In questo giorno vorrei affidare alla misericordia di Dio i Presbiteri che, nel corso di quest’ultimo anno, hanno lasciato questo mondo per presentarsi al cospetto del Signore. A loro il ringraziamento più sentito per aver servito la Chiesa con il dono della loro vita sacerdotale. Essi sono: p. Orazio Fallone, p. Antonino Terranova, mons. Antonino Isaja, p. Gennaro Euprepio sj, mons. Giuseppe Romano, p. Carmelo Mantarro, p. Domenico Puccia ofm capp, p. Mario Germinario rcj, p. Nicola Maio, fr. Arcangelo Casamassima rcj, p. Pietro Garofalo sdb, mons. Salvatore Cingari, mons. Santi Mento, p. Gioacchino Cipollina rcj, p. Renato Saitta ofm, p. Antonio Magazzù rcj, p. Pietro Cifuni e p. Giuseppe Bentivegna sj.

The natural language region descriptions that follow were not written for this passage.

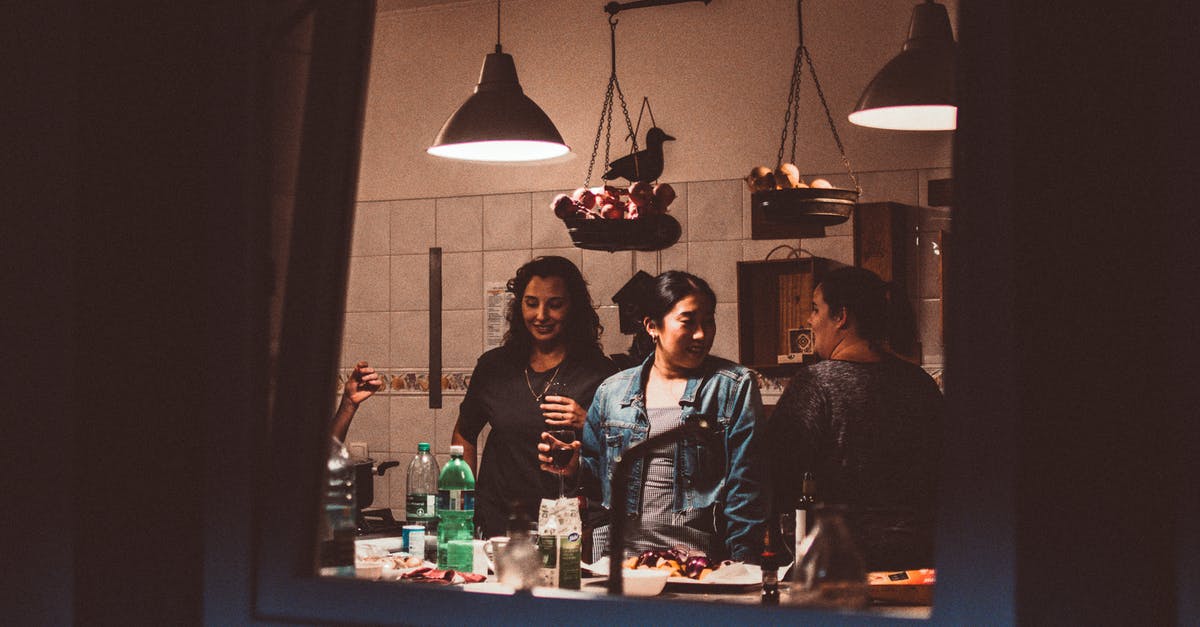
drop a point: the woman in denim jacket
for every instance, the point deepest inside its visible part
(705, 495)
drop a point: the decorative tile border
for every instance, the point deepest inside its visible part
(417, 382)
(412, 381)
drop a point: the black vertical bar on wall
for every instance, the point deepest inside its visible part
(435, 328)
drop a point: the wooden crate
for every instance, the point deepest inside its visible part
(773, 297)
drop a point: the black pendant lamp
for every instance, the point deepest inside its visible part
(498, 121)
(915, 91)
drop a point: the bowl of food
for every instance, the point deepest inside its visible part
(643, 581)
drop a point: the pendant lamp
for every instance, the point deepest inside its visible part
(498, 123)
(915, 91)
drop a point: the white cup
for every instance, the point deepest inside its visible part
(492, 548)
(479, 557)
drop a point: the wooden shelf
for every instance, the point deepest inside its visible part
(773, 297)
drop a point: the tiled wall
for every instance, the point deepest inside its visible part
(485, 238)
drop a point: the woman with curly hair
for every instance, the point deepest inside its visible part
(553, 336)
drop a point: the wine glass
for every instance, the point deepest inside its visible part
(561, 452)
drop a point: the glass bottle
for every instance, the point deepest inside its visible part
(420, 506)
(769, 561)
(519, 563)
(829, 569)
(456, 514)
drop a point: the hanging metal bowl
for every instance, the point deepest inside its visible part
(646, 233)
(811, 205)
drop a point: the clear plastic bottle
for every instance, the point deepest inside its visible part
(456, 514)
(519, 563)
(829, 571)
(339, 525)
(421, 505)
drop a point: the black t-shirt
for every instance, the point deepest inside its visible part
(501, 395)
(871, 435)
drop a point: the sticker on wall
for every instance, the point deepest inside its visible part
(496, 298)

Desidero poi esprimere un pensiero augurale ai presbiteri che in questo anno 2020 ricorderanno il loro 60° anniversario di sacerdozio, mons. Giovanni Celi, p. Gaetano Clemente, p. Pantaleone Crescenti, p. Giacomo Fazio, p. Gaetano Murolo, mons. Angelo Oteri, p. Vito Spada e p. Agostino Irlandese; il loro 50° anniversario: p. Egidio Mastroeni, p. Giovanni Ioppolo, p. Fortunato Malaspina, p. Giovanni Turrisi ofm capp, p. Giuseppe Pollichino tor; il loro 25° anniversario: p. Antonio Calabrò, p. Giuseppe Currò, mons. Giuseppe La Speme, p. Giuseppe Lonia, p. Giovanni Pelleriti, p. Giovanni Saccà, p. Antonio Salvo, p. Roberto Scolaro, p. Massimo Cucinotta tor, p. Vincenzo Pisano sdb.

Vorrei anche ricordare, come se fossero qui presenti, i sacerdoti che non ci hanno potuto raggiungere per l’età, per la malattia o per la distanza. A loro va un particolare pensiero nella preghiera che ci fa sentire una sola cosa.

Oggi ricorre inoltre l’anniversario in cui è stata resa pubblica la nomina di Mons. Cesare di Pietro, che ringrazio per l’augurio iniziale.

Invito tutti a pregare per i nostri fratelli defunti e per questi nostri fratelli che rinnoveranno nella fedeltà la gioia e l’amore nel servire il Signore.

La Vergine Maria, Madre della Lettera, Veloce Ascoltatrice, ci sostenga nelle difficoltà della vita, ci preservi da ogni male e ci dia la gioia di una fraternità sacerdotale sempre più feconda di grazie per il popolo a noi affidato.